Just Enough About Genetics for Our Discussion
Our genes are in part, made up of strands of DNA that provide the instruction book for what each of us will be like. Notice that I said “instruction book”. Our genes do not define us because that instruction book is interpreted based on our experiences and environment. The strands of DNA are made up of base pairs and there are three-part segments of these pairs that code for specific proteins. They are called triplets. There are also long sections of our DNA that we thought were inert, they didn’t code for anything. This is likely to be comparable to your office, some people do the work and some just take up space. Based upon the variability in humans, we were able to estimate the number of coding triplets that should be present in the DNA within our genes. Identifying the location and purpose of each triplet is where we saw the tremendous promise of the HGP. We would map all of these coding triplets and then set to work understanding each triplet and what it controlled.
As we contemplated this undertaking the theory of epigenetics that had been developed in the 1940s came back to the forefront. As we have discussed before, epigenetics tells us that our genes are not a rigid definition of who we will be. We know that environmental factors (physical or psychological) can turn-on/turn-off some genes or cause them to make a different protein. We also know that some of these changes can be passed on to our offspring in that altered state. Epigenetics would complicate our understanding of the results of the HGP but this was not too great of a hurdle.
It’s Just Not That Simple
The first thing that we discovered from the HGP is that there were far fewer base pairs that form coding triplets than we thought. In fact, we have many times fewer base pairs than a potato. That was quite a slap in the face, surely, we are much more variable and complex than a potato.
We have discovered that some segments of our DNA that we thought were inert actual do code for a protein but not in the way that we understood. Some areas in our DNA are simply repeating sequences and they do not repeat the same number of times in every person. I do not think that we have discovered the actual mechanism, but we have learned that the number of times that the sequence repeats can cause differences in people.
An example of something we expected to learn from the HGP is sickle cell anemia. We have identified the exact location within our genes that codes for sickle cell anemia and this could lead to genetically based treatment. On the other hand, we found that multiple sclerosis is much more likely in individuals that have longer repeating sections in specific places in our genes. We thought that these repeating sequences did nothing, like your coworkers, but put enough of them together and something bad happens.
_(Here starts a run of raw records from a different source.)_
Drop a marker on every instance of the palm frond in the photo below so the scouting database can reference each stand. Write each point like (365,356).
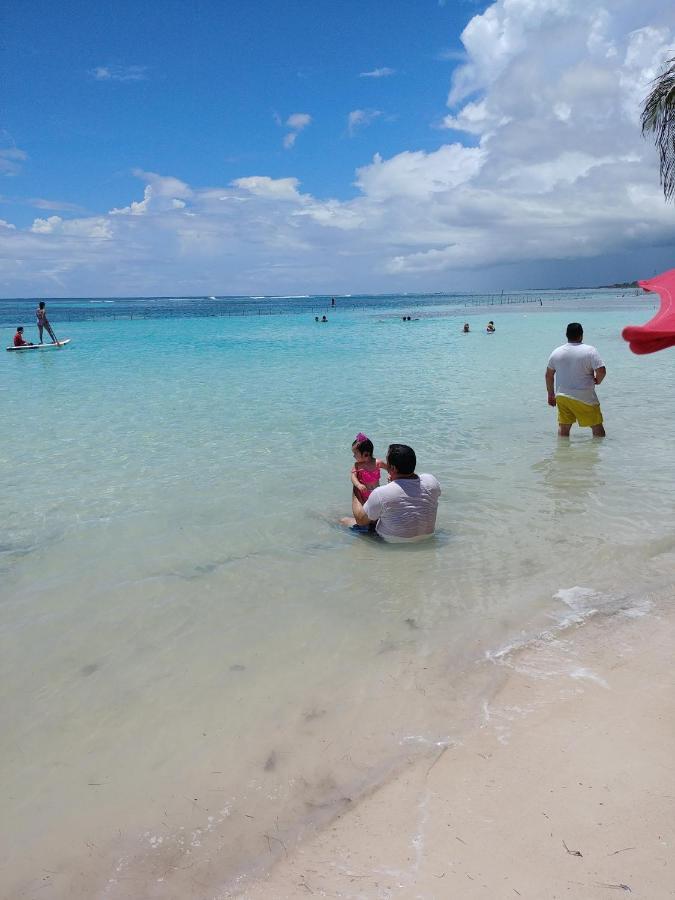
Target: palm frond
(658,117)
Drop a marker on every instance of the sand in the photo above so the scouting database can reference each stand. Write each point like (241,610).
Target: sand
(566,790)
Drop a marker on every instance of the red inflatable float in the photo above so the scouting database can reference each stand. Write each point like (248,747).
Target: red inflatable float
(659,332)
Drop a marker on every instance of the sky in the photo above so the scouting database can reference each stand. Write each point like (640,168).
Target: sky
(368,146)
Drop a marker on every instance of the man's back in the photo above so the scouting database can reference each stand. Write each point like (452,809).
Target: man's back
(405,509)
(574,365)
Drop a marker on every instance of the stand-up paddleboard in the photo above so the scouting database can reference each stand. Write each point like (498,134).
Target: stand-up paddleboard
(56,346)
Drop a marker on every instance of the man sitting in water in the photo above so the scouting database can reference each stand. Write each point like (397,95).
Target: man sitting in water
(403,510)
(18,338)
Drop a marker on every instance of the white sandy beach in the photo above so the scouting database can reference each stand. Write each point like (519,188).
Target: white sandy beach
(566,790)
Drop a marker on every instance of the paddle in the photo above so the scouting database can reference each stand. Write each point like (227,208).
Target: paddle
(52,335)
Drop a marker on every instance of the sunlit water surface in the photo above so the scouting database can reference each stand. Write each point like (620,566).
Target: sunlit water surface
(197,661)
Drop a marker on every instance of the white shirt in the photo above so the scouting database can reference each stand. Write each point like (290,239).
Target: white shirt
(574,366)
(405,509)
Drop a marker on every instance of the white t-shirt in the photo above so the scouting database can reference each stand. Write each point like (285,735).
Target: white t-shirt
(574,365)
(405,509)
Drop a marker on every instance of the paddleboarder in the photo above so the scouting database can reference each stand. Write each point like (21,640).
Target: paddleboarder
(19,339)
(43,322)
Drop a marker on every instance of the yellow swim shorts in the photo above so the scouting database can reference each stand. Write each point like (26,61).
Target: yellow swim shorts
(571,411)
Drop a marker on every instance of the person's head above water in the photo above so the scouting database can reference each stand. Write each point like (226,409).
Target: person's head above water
(402,458)
(574,333)
(362,446)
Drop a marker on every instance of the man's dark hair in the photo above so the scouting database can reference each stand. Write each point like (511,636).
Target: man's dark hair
(402,458)
(365,446)
(574,332)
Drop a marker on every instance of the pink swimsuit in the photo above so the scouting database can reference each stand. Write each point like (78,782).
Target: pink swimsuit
(369,478)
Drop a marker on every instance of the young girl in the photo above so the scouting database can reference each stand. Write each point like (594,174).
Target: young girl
(366,471)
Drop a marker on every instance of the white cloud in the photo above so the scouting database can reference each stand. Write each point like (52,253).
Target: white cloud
(298,121)
(119,73)
(269,188)
(358,118)
(161,194)
(558,174)
(384,72)
(10,160)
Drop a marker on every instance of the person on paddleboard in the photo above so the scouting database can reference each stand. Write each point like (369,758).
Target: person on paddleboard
(19,339)
(43,322)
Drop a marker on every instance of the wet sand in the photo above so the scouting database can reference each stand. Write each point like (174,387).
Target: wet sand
(567,789)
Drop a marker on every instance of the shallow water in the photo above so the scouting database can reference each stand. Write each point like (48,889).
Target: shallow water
(196,660)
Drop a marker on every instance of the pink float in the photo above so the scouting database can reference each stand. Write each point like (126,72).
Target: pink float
(659,332)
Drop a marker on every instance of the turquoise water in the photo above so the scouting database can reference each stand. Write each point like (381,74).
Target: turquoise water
(196,657)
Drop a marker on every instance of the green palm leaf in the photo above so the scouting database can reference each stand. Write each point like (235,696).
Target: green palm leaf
(658,118)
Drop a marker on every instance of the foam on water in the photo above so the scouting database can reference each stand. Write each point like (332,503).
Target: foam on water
(193,650)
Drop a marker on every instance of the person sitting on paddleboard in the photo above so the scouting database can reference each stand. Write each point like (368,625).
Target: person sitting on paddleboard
(18,338)
(43,322)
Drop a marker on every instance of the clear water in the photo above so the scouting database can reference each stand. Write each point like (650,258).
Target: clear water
(197,662)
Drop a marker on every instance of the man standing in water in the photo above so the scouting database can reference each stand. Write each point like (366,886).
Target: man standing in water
(403,510)
(43,322)
(577,369)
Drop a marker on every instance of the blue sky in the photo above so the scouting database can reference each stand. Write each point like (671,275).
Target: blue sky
(361,146)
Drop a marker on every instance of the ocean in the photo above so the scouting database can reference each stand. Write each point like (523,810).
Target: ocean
(198,665)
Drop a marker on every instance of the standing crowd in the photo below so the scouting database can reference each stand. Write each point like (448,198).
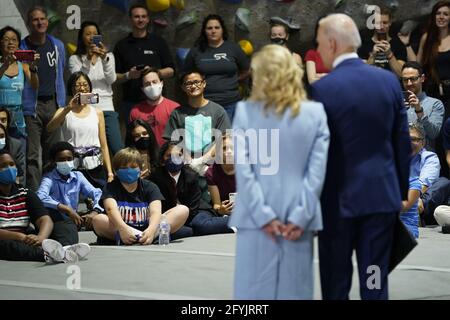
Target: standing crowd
(372,146)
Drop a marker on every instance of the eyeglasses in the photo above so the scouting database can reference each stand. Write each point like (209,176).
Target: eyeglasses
(412,79)
(196,83)
(82,85)
(13,40)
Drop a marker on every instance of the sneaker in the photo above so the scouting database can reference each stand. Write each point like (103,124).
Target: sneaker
(78,251)
(53,250)
(242,19)
(287,22)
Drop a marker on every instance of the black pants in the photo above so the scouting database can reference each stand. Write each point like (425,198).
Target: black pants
(65,232)
(18,251)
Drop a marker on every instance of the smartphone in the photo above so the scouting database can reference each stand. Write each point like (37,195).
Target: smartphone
(140,67)
(89,98)
(25,55)
(381,36)
(97,39)
(406,95)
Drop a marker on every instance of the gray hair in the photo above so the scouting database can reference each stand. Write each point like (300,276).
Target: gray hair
(342,28)
(418,128)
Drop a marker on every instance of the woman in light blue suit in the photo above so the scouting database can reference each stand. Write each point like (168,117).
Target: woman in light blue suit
(277,203)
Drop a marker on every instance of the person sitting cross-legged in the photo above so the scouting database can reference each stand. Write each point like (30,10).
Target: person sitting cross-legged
(60,191)
(133,205)
(18,242)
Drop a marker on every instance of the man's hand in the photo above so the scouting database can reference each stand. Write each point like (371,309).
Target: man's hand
(127,235)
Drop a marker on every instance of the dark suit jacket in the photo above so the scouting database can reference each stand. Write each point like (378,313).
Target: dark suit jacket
(188,191)
(369,154)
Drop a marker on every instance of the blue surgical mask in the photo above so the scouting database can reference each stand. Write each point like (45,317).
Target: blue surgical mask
(64,167)
(8,175)
(173,167)
(128,175)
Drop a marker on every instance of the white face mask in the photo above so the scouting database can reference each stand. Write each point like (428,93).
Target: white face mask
(153,92)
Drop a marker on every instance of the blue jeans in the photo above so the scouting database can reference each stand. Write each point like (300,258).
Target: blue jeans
(205,223)
(230,109)
(112,128)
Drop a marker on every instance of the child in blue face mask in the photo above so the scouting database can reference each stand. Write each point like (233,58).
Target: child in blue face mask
(133,205)
(60,191)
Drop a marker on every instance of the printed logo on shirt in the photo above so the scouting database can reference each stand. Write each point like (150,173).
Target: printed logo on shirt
(218,57)
(51,58)
(134,214)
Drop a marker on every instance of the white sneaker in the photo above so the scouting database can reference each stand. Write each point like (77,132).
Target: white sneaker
(54,251)
(78,251)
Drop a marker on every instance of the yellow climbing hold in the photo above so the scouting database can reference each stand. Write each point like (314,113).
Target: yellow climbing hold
(158,5)
(179,4)
(246,46)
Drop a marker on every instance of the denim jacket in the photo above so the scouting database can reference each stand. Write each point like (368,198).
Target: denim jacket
(29,95)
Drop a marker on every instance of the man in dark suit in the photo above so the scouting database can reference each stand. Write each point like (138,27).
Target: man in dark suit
(368,163)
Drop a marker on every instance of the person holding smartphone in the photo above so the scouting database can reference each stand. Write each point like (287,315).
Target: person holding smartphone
(382,49)
(13,74)
(83,126)
(93,58)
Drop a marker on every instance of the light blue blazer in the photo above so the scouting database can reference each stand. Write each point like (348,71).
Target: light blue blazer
(288,186)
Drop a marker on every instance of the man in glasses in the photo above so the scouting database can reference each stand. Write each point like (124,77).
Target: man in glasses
(201,119)
(427,111)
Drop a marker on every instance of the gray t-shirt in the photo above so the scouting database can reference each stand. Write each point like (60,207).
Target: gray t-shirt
(198,125)
(221,67)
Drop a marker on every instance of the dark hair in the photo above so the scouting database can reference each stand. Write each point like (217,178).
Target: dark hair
(202,40)
(33,9)
(147,71)
(58,147)
(81,47)
(73,78)
(6,136)
(6,29)
(164,149)
(153,147)
(413,65)
(135,6)
(8,115)
(431,46)
(184,74)
(54,150)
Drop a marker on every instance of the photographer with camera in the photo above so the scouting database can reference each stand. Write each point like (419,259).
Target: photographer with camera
(138,51)
(93,58)
(83,126)
(382,49)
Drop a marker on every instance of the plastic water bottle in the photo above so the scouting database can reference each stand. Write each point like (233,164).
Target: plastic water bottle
(164,232)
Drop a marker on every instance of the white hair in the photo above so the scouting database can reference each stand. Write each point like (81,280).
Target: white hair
(343,29)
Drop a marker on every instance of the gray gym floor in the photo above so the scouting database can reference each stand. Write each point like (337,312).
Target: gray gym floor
(198,268)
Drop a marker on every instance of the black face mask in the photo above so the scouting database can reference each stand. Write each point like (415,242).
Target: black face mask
(142,143)
(280,41)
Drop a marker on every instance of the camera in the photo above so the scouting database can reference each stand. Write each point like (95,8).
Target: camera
(96,39)
(25,55)
(381,36)
(140,67)
(89,98)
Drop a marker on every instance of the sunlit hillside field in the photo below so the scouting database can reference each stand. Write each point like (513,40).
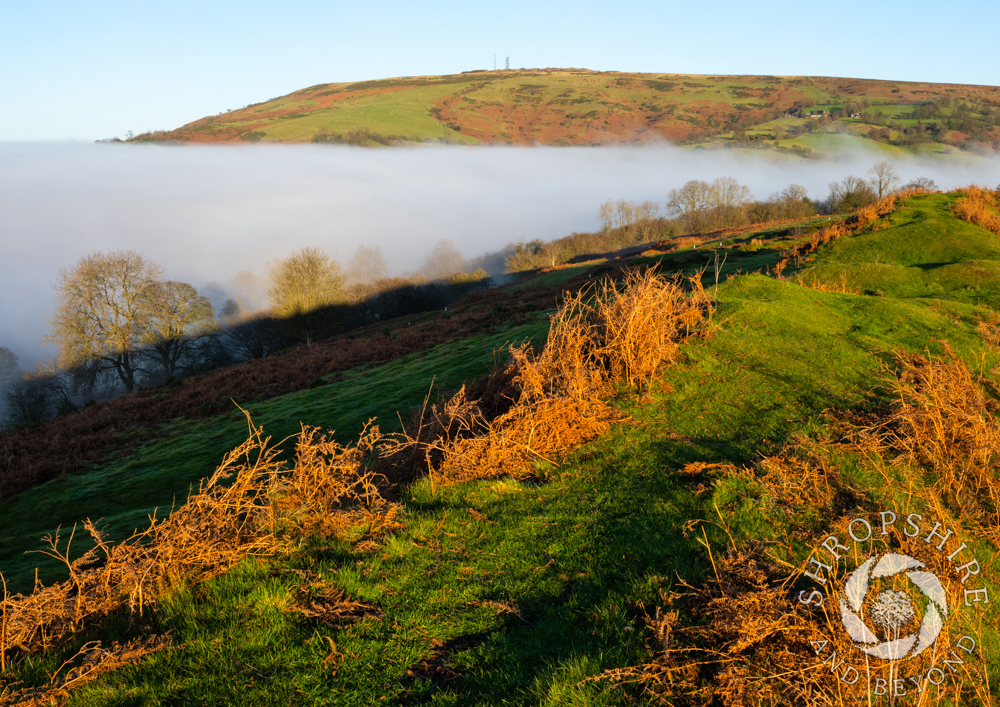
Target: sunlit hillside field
(580,107)
(546,586)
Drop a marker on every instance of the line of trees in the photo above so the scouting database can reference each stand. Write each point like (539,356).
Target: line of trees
(119,324)
(701,207)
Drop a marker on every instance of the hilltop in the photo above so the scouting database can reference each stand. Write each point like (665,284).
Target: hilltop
(801,115)
(646,546)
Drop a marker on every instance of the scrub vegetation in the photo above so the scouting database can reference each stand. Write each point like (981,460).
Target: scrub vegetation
(602,484)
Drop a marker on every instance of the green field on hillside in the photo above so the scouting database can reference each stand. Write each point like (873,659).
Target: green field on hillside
(503,591)
(581,107)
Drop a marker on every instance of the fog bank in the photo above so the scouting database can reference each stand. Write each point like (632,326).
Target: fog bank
(205,213)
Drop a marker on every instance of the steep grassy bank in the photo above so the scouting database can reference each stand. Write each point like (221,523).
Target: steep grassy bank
(517,592)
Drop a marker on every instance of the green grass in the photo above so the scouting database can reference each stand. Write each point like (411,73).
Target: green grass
(556,106)
(569,555)
(124,492)
(925,253)
(523,590)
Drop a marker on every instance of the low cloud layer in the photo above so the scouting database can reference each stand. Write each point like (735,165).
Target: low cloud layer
(205,213)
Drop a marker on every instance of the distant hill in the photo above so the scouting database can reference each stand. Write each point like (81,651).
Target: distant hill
(581,107)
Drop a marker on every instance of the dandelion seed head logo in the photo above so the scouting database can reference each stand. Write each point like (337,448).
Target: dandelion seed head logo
(893,611)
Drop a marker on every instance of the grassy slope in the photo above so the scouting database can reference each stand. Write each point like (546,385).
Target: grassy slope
(925,253)
(124,491)
(560,106)
(568,555)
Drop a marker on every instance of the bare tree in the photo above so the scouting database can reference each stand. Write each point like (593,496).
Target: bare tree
(849,195)
(728,193)
(690,202)
(302,285)
(883,178)
(101,306)
(924,184)
(177,316)
(444,261)
(367,265)
(8,362)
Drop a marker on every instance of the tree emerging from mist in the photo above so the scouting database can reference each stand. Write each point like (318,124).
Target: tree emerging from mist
(102,306)
(175,320)
(302,285)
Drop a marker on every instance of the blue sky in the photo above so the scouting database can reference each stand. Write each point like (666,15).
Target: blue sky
(90,69)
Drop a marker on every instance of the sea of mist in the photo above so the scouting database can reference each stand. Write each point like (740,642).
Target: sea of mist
(205,213)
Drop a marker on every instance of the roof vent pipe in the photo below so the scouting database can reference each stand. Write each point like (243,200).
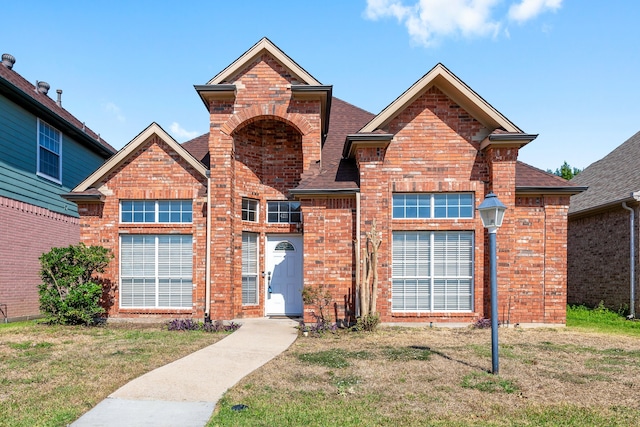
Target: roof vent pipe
(42,87)
(8,60)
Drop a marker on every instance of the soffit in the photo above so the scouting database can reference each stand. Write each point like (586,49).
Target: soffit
(455,89)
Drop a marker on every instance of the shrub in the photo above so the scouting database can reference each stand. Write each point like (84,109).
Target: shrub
(318,328)
(367,323)
(194,325)
(482,323)
(70,294)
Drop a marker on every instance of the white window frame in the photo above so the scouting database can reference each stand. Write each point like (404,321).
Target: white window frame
(427,208)
(181,279)
(253,207)
(42,145)
(284,216)
(420,279)
(250,268)
(157,212)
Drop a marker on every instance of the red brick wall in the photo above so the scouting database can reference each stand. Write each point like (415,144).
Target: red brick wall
(154,172)
(329,258)
(261,143)
(435,149)
(598,259)
(26,232)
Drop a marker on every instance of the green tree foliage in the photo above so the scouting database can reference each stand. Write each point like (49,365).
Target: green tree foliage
(565,171)
(70,294)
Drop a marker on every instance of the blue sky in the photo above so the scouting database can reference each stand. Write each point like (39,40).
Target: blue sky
(567,70)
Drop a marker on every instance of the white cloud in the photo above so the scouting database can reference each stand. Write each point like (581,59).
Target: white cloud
(180,133)
(112,108)
(529,9)
(428,21)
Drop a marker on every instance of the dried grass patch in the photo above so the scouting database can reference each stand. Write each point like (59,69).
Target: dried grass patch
(549,368)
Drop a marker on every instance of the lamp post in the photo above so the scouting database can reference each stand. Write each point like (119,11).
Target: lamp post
(492,212)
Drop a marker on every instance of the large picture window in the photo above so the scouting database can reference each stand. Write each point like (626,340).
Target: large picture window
(249,269)
(156,271)
(156,211)
(432,271)
(49,152)
(434,205)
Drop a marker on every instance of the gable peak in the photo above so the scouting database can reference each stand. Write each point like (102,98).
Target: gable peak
(264,45)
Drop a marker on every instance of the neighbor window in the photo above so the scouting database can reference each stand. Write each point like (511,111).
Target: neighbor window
(156,271)
(156,211)
(432,205)
(432,271)
(286,212)
(249,210)
(249,269)
(49,152)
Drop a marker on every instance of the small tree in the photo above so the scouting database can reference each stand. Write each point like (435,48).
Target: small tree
(70,294)
(566,171)
(367,279)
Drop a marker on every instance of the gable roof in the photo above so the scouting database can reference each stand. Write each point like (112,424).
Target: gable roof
(124,154)
(335,173)
(611,180)
(257,49)
(455,89)
(22,92)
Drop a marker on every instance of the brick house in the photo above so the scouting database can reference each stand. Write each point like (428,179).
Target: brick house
(46,152)
(603,222)
(234,223)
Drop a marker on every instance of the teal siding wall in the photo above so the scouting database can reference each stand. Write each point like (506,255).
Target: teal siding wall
(18,162)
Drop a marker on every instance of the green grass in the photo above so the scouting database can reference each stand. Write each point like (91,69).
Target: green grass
(549,377)
(50,375)
(601,319)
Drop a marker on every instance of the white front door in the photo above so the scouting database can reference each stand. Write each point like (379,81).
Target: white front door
(283,259)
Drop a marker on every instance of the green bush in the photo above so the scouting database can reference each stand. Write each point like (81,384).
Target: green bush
(70,294)
(367,323)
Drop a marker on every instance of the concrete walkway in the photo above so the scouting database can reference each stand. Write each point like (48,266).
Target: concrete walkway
(184,393)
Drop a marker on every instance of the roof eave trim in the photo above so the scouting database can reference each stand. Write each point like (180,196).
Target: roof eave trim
(79,197)
(123,155)
(264,44)
(51,116)
(326,92)
(550,190)
(324,191)
(215,92)
(507,140)
(353,141)
(454,88)
(601,208)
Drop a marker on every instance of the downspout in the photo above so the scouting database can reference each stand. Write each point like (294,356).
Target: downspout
(632,258)
(357,250)
(207,292)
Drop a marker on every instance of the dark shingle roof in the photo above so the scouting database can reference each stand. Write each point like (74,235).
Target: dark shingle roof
(336,173)
(19,90)
(529,176)
(611,179)
(199,148)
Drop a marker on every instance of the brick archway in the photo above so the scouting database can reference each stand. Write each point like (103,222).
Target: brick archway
(266,111)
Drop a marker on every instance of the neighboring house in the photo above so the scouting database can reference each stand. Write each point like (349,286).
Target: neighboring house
(45,152)
(234,223)
(602,224)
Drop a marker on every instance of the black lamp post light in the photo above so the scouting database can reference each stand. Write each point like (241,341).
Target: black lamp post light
(492,212)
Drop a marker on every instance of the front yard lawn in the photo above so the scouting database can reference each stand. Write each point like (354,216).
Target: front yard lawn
(50,375)
(438,377)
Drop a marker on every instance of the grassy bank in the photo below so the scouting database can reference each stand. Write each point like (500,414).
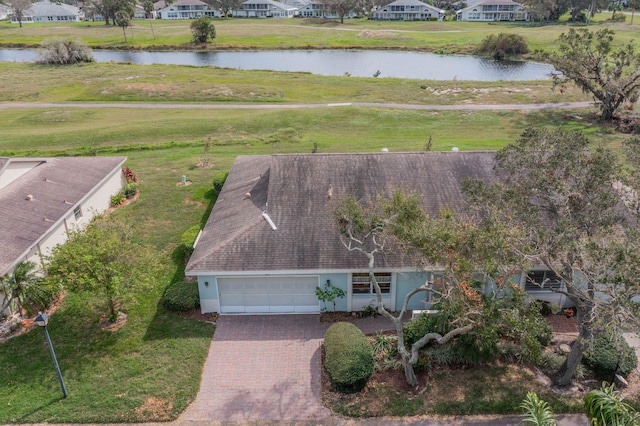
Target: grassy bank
(443,37)
(149,370)
(108,82)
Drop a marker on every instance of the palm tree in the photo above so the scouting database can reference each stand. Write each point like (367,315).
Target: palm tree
(21,289)
(605,407)
(536,411)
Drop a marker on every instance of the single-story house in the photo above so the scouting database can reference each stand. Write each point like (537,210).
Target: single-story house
(45,11)
(494,10)
(272,238)
(188,9)
(43,199)
(264,9)
(408,10)
(315,9)
(5,11)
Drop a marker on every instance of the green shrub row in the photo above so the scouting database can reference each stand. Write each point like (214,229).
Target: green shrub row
(608,355)
(348,357)
(182,297)
(501,45)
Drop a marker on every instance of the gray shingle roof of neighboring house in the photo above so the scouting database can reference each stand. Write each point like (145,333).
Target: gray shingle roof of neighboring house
(271,2)
(294,191)
(490,2)
(412,3)
(33,203)
(45,8)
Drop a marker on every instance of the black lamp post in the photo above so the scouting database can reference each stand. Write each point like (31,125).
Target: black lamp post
(42,320)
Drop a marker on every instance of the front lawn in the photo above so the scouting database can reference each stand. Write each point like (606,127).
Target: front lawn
(148,370)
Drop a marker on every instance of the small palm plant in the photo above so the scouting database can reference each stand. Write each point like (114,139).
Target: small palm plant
(536,411)
(605,407)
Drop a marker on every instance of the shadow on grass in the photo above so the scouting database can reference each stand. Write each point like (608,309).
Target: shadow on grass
(26,417)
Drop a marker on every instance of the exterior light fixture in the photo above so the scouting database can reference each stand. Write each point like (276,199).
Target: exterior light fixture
(42,320)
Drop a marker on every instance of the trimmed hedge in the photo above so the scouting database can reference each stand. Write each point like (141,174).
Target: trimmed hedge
(348,357)
(182,297)
(606,352)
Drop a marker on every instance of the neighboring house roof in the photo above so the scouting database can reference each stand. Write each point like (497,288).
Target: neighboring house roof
(490,2)
(272,3)
(174,6)
(412,3)
(33,201)
(46,8)
(293,189)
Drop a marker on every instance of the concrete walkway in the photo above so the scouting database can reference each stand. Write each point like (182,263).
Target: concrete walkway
(262,368)
(266,369)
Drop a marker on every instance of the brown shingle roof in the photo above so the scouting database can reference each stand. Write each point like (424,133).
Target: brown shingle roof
(23,222)
(237,238)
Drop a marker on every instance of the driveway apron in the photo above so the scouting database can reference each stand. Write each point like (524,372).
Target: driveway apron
(262,367)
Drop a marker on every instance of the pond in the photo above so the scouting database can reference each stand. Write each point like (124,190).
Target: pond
(357,63)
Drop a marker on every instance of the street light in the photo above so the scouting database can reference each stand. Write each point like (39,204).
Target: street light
(42,320)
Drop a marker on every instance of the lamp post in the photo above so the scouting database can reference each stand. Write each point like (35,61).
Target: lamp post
(42,320)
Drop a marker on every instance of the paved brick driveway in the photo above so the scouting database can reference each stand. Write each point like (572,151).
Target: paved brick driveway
(261,368)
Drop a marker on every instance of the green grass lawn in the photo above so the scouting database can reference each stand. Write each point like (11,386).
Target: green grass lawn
(149,370)
(445,37)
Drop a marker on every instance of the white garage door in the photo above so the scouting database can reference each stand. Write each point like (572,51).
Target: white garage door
(268,294)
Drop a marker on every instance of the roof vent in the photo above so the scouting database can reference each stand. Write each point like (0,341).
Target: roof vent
(269,221)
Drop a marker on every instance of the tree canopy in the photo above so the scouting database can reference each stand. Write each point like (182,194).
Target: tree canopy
(203,30)
(573,209)
(457,253)
(590,60)
(105,260)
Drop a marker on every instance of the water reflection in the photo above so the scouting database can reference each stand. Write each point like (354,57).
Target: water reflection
(357,63)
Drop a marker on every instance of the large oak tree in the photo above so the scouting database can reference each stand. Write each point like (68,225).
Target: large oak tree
(577,215)
(590,60)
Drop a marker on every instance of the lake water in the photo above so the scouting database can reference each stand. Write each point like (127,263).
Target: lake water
(357,63)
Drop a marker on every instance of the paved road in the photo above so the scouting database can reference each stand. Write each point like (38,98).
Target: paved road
(459,107)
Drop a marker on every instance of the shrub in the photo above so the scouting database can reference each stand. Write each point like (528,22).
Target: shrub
(60,51)
(498,46)
(189,238)
(219,180)
(130,189)
(348,357)
(203,30)
(608,355)
(182,297)
(117,199)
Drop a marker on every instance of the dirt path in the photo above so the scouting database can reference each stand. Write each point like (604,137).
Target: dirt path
(465,107)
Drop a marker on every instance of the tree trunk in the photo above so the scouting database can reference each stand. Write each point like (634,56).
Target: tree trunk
(564,376)
(409,372)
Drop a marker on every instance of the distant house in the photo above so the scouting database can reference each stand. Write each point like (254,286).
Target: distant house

Obviously, we overestimated the number of base pairs that form coding triplets because we though that they accounted for all of the variability. In reality, there are things in our genetic code that we thought did nothing that actually code for proteins in ways that we did not predict.
In a way, I guess that we were arrogant. The universe will not give up its secrets so easily. Combine the complexities of genetics and epigenetics with the even greater, hidden complexities of the human mind and it is no wonder that addiction has proved to be such a powerful adversary. BUT with support and understanding and very hard work we win sometimes. As a friend of mine always reminds me, “People succeed in recovery every day.”